Być może skończy się tak, że dalszych protestów jednak nie będzie i reszta teamów także wyposaży swoje samochody w podobne dyfuzory. Nie wydarzy się to zapewne w ciągu 3-4 tygodni i w tym czasie Toyota, Williams i Brawn GP będą mieć przewagę. BMW miało bardzo przeciętne czasy. Wynika to częściowo z dużej ilości paliwa zatankowanego na czas treningów. Widać jednak, że zespół ma problemy - Robert i Nick Heidfeld narzekali na brak przyczepności.

Niektórzy powiedzą, że BMW jest bardzo słabe. Może, choć z ferowaniem wyroków zaczekajmy do kwalifikacji i wyścigu. Niestety, nie spodziewam się rewelacji.

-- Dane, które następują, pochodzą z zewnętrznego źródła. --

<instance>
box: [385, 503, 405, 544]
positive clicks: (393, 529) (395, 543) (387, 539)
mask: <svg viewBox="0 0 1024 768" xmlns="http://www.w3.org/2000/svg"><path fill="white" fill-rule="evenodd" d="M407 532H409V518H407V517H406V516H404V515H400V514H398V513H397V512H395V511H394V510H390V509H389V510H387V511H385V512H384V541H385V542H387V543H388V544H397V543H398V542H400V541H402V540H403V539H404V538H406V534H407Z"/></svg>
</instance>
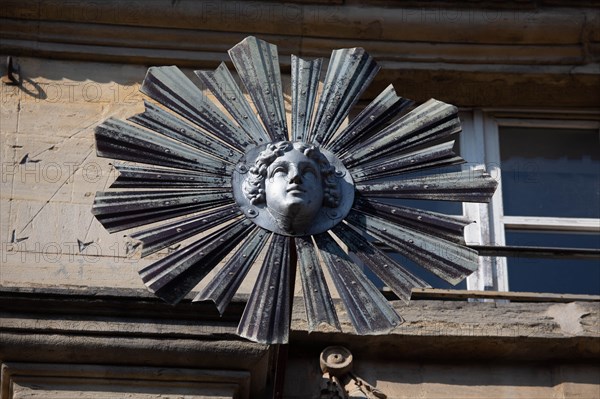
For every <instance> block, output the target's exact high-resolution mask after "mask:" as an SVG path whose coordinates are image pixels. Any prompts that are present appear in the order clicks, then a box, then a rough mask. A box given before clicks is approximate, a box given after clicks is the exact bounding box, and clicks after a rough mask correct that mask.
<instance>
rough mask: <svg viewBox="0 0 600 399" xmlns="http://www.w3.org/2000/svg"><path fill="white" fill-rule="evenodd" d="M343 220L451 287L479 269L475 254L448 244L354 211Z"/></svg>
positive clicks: (467, 248)
mask: <svg viewBox="0 0 600 399" xmlns="http://www.w3.org/2000/svg"><path fill="white" fill-rule="evenodd" d="M347 220H348V222H349V223H350V224H352V225H353V226H356V227H357V228H359V229H361V230H366V231H367V232H368V233H369V234H370V235H372V236H373V237H375V238H377V239H379V240H381V241H383V242H384V243H386V244H387V245H389V246H390V247H392V248H393V249H394V250H395V251H397V252H398V253H400V254H402V255H404V256H406V257H407V258H409V259H411V260H413V261H414V262H416V263H417V264H419V265H421V266H423V267H424V268H425V269H427V270H429V271H431V272H432V273H434V274H436V275H437V276H438V277H440V278H442V279H444V280H446V281H448V282H449V283H451V284H457V283H458V282H460V281H461V280H462V279H464V278H465V277H467V276H468V275H469V274H471V273H473V272H474V271H475V270H477V267H478V266H479V263H478V255H477V252H476V251H474V250H472V249H470V248H467V247H465V246H460V245H457V244H456V243H453V242H451V241H447V240H444V239H441V238H438V237H435V236H430V235H428V234H423V233H420V232H418V231H415V230H412V229H409V228H406V227H403V226H400V225H397V224H394V223H391V222H388V221H386V220H384V219H380V218H378V217H374V216H371V215H367V214H363V213H360V212H356V211H353V212H350V214H349V215H348V217H347Z"/></svg>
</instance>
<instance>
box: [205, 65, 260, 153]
mask: <svg viewBox="0 0 600 399" xmlns="http://www.w3.org/2000/svg"><path fill="white" fill-rule="evenodd" d="M194 73H195V74H196V76H198V78H200V80H201V81H202V82H203V83H204V84H205V85H206V86H207V87H208V89H209V90H210V91H211V92H212V93H213V94H214V95H215V97H216V98H217V100H219V102H220V103H221V104H222V105H223V106H224V107H225V109H226V110H227V111H228V112H229V113H230V114H231V116H233V119H235V121H236V122H237V123H238V125H240V127H241V128H242V129H244V131H245V132H246V133H247V134H248V135H249V136H250V137H252V139H253V140H254V141H255V142H256V143H258V144H263V143H266V142H268V141H269V135H268V134H267V132H266V131H265V128H264V126H263V125H262V123H260V121H259V120H258V118H257V117H256V115H255V114H254V110H253V109H252V107H251V106H250V103H248V100H246V97H245V96H244V93H242V90H241V89H240V87H239V86H238V84H237V83H236V81H235V79H234V78H233V76H232V75H231V72H229V69H228V68H227V65H225V63H224V62H222V63H221V65H219V66H218V67H217V69H216V70H215V71H214V72H212V71H194Z"/></svg>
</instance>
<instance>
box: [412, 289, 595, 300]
mask: <svg viewBox="0 0 600 399" xmlns="http://www.w3.org/2000/svg"><path fill="white" fill-rule="evenodd" d="M412 299H417V300H418V299H443V300H452V299H455V300H459V299H505V300H510V301H514V302H600V295H576V294H550V293H537V292H502V291H466V290H443V289H437V288H413V292H412Z"/></svg>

KERS chyba nie ma decydującego wpływu na wyniki, Williams w ogóle go nie używa. Podobnie zresztą jak Robert. Nick Heidfeld dla odmiany miał zamontowany KERS, a osiągał prawie takie same czasy jak Robert.

Moje typy: pole position - Nico Rosberg (Williams); podium (kolejność przypadkowa): Nico Rosberg (Williams), Jarno Trulli (Toyota), Jenson Button (Brawn); miejsce Roberta: końcówka punktowanej ósemki.